La cathédrale Saint-André de Bordeaux en 1973 : un monument en détresse
Fin mars 1973, la cathédrale Saint-André de Bordeaux, joyau architectural, était menacée par des infiltrations d'eau dévastatrices, des toitures de fortune et des fondations littéralement suspendues dans le vide. Le clergé local tirait la sonnette d'alarme, accusant l'État de ne débloquer que des sommes insuffisantes pour parer au plus pressé. Cet article plonge dans les archives pour revenir sur cette crise patrimoniale.
Un semi-abandon du ministère des Affaires culturelles
À première vue, la cathédrale Saint-André pouvait sembler imposante et sereine, mais elle était en réalité une grande malade, selon les termes de l'époque. Comme de nombreux monuments français, elle souffrait d'un semi-abandon de la part du ministère des Affaires culturelles, qualifié de mystère plutôt que de ministère par un responsable régional lors d'un congrès national.
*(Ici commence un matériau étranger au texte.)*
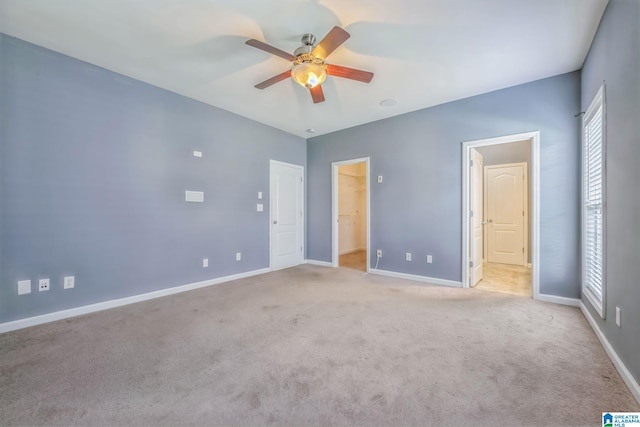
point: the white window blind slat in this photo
(593, 203)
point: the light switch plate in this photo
(69, 282)
(194, 196)
(24, 287)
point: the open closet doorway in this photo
(350, 242)
(500, 214)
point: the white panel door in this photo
(505, 214)
(286, 215)
(476, 202)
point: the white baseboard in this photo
(417, 278)
(320, 263)
(573, 302)
(628, 379)
(86, 309)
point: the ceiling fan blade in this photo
(330, 42)
(273, 80)
(349, 73)
(270, 49)
(317, 94)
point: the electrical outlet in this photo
(24, 287)
(69, 282)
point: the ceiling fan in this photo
(308, 67)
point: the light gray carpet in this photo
(313, 346)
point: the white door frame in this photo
(534, 137)
(302, 222)
(525, 205)
(335, 256)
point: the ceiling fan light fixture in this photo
(309, 71)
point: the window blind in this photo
(593, 204)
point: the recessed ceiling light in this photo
(388, 102)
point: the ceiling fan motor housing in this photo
(308, 40)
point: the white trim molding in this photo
(625, 374)
(417, 278)
(319, 263)
(92, 308)
(572, 302)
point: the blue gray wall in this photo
(418, 206)
(615, 58)
(93, 173)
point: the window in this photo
(593, 203)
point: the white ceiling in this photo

Le mal était insidieux : les effets de la négligence étaient visibles un peu partout, mais pas spectaculaires, ce qui rendait les appels au secours du clergé souvent ignorés par Paris.
Les responsables du maintien en bon état de la cathédrale criaient à l'aide, mais les autorités restaient sourdes ou n'accordaient que des fonds dérisoires, permettant seulement de répondre partiellement aux urgences. Un bilan de santé complet était difficile à établir, mais les points noirs notés témoignaient d'un état de dégradation avancé, comparable à une présénescence pour un être humain.
Souillures et inondations : les dégâts de l'eau
La visite commençait par la toiture, où les chéneaux sous la couverture du déambulatoire et des chapelles étaient souvent obstrués. Cela provoquait des débordements d'eau qui remplissaient les vasques au sommet des piliers. Lorsque l'évaporation était lente ou que de nouvelles averses survenaient, l'eau filtrait entre les joints, dégoulinant le long des piliers et recouvrant les peintures polychromes de dépôts calcaires, parfois jusqu'à les détruire.
Ces écoulements laissaient des traînées blanchâtres souillant les cannelures. En cas de pluies intenses, comme les giboulées de mars, la situation s'aggravait : des chapelles devenaient inutilisables, leurs dallages recouverts d'eau, au point de devoir rediriger des enterrements vers d'autres lieux. Le chanoine Lescoutra, archiprêtre de Saint-André, rapportait ces incidents avec un humour noir, notant que les chapelles alternatives n'étaient pas forcément en meilleur état.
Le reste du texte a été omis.